Namun perihal pengiriman utusan khusus ke Korut yangdirencanakan Moon Jae-in, hal ini diperkirakan tak akan berlangsung mulus. Saat ini pendapat politik di Korsel masih terpecah mengenai cara menghadapi Pyongyang.
Sebagian kalangan menilai dialog dengan Korut terkait upaya denuklirisasi Semenanjung Korea perlu dilakukan. Sementara sebagian lainnya berpendapat hanya sanksi internasional yang dapat membuat Korut meninggalkan proyek rudal dan nuklirnya.
Korut diketahui telah dijatuhi sanksi bertubi-tubi oleh Dewan Keamanan PBB. Sanksi-sanksi tersebut diyakini telah memangkas sebagian besar pendapatan negara tersebut. Kendati demikian, Korut pernah menyatakan bahwa sanksi yang dijatuhkan kepadanya semakin meyakinkan komitmennya untuk mengembangkan rudal balistik berkepala nuklir.

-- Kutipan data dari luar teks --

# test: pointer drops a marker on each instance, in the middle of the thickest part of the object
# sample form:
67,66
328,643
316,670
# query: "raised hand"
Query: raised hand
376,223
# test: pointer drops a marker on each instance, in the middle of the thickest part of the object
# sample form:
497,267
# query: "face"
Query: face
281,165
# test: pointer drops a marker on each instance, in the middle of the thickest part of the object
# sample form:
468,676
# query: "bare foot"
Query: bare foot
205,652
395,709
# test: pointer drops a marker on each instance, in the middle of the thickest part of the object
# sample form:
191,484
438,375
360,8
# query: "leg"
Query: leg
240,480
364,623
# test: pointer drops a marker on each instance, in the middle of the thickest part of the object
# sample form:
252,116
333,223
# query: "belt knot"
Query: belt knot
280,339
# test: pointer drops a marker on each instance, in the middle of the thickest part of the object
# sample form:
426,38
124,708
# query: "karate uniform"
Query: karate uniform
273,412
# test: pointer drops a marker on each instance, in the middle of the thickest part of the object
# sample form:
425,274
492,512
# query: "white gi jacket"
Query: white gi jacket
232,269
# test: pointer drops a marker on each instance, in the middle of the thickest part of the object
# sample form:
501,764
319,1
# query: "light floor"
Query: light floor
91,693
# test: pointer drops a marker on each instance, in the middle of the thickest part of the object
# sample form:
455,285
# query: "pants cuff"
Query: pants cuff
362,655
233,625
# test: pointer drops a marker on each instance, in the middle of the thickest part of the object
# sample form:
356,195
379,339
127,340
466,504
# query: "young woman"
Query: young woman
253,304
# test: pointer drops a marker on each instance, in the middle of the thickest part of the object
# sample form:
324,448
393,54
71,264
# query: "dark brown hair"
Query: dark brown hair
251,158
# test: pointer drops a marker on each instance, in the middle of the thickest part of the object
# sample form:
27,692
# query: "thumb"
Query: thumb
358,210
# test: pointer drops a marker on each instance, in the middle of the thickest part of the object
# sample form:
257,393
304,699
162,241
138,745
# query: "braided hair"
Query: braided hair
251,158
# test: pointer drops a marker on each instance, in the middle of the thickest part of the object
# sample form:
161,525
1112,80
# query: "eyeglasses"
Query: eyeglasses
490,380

Kemudian terkait hubungan Korut dengan Korsel, keduanegara ini pernah terlibat perang pada tahun 1950-1953. Perang tersebut berakhir dengan gencatan senjata dan tanpa kesepakatan damai. Hubungan kedua negara kembali memanas setelah Korut aktif mengembangkan rudal nuklirnya.